Belakangan, olahraga padel menjadi perbincangan hangat bukan hanya karena popularitasnya yang menanjak, tapi juga karena statusnya sebagai objek pajak hiburan. Di Jakarta, padel kini secara resmi dikenai Pajak Barang dan Jasa Tertentu (PBJT) dengan tarif 10 persen, seiring dimasukkannya olahraga ini ke dalam kategori “olahraga permainan” berdasarkan Keputusan Kepala Bapenda Nomor 257 Tahun 2025.
Kebijakan ini sontak menuai pro dan kontra di kalangan masyarakat. Namun, jika ditelusuri lebih dalam, pengenaan pajak terhadap padel bukanlah hal baru maupun bentuk respons semata terhadap tren sesaat. Dalam konteks peraturan perpajakan nasional, Undang-Undang Nomor 1 Tahun 2022 tentang Hubungan Keuangan Antara Pemerintah Pusat dan Pemerintah Daerah telah mengatur bahwa daerah berwenang memungut PBJT atas jasa hiburan dan kesenian, termasuk kegiatan olahraga permainan.
Olahraga Permainan = Jasa Hiburan?
Kategorisasi ini sering menimbulkan pertanyaan: mengapa olahraga—yang lazim diasosiasikan dengan kesehatan dan gaya hidup aktif—justru dianggap sebagai bentuk hiburan yang dikenai pajak?
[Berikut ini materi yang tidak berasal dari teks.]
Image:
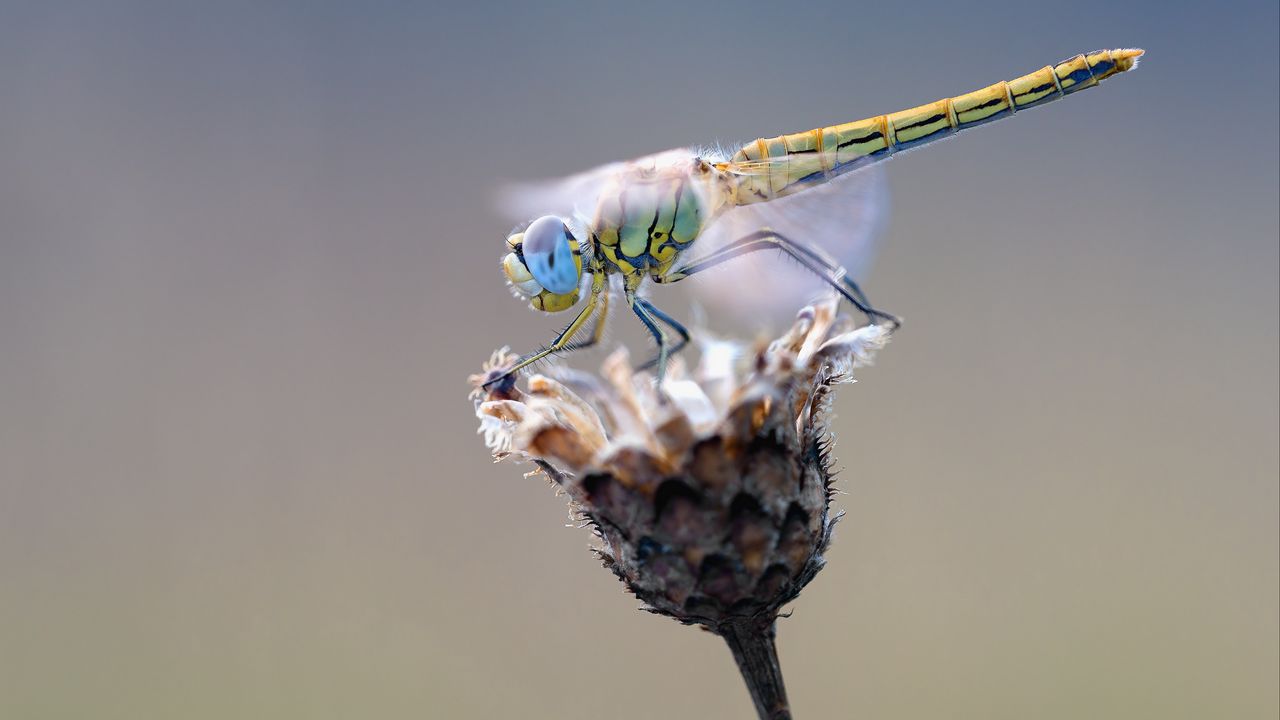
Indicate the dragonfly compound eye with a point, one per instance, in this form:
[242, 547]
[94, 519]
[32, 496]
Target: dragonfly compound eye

Menurut penjelasan otoritas pajak daerah, objek PBJT di bidang hiburan tidak semata-mata mengacu pada sifat kegiatan, melainkan juga pada pola konsumsi dan segmentasi pasarnya. Gubernur DKI Jakarta Pramono Anung menyatakan bahwa fasilitas olahraga seperti padel, tenis, squash, bahkan bulu tangkis sekalipun, telah lama masuk dalam cakupan pajak hiburan karena berbasis pada sistem persewaan ruang atau alat, dan umumnya ditujukan kepada masyarakat yang mampu.
“Bulu tangkis saja juga kena, billiard juga kena, tennis juga kena, renang juga kena, masa ini nggak kena? Apalagi yang main padel kan rata-rata orang yang mampu,” ujarnya pada 4 Juli 2025.
Dengan kata lain, PBJT tidak ditujukan pada aktivitas olahraganya, melainkan pada jasa penyediaan fasilitas berbayar untuk olahraga tersebut.
Tarif yang Lebih Rendah dari PPN
Dalam situs resminya, Badan Pendapatan Daerah (Bapenda) DKI Jakarta menjelaskan bahwa pajak hiburan dibagi ke dalam dua kategori: hiburan mewah dengan tarif 40–75 persen, dan hiburan populer seperti olahraga permainan dengan tarif lebih ringan, yaitu 10 persen—bahkan lebih rendah dari Pajak Pertambahan Nilai (PPN) yang berlaku umum sebesar 11 persen.
Pendekatan ini mencerminkan prinsip keadilan dalam pemajakan: bukan membebani aktivitas fisik masyarakat umum, melainkan menyesuaikan tarif dengan daya beli dan sifat konsumsi.
Daftar Olahraga yang Terkena Pajak
Pajak hiburan tidak hanya dikenakan terhadap padel. Dalam Keputusan Kepala Bapenda Nomor 257 Tahun 2025, terdapat sedikitnya 21 jenis fasilitas olahraga permainan yang termasuk dalam objek PBJT, antara lain:
-
Lapangan futsal, sepak bola, mini soccer
-
Lapangan tenis, basket, voli, bulutangkis, squash
-
Kolam renang, arena jetski
-
Tempat kebugaran: fitness center, yoga, pilates, zumba
-
Tempat biliar, panjat tebing, sasana tinju, lapangan panahan
-
Arena atletik, lapangan tembak, lapangan padel
Dengan rincian tersebut, jelas bahwa padel tidak mendapat perlakuan istimewa, melainkan diperlakukan setara dengan olahraga-olahraga permainan lainnya.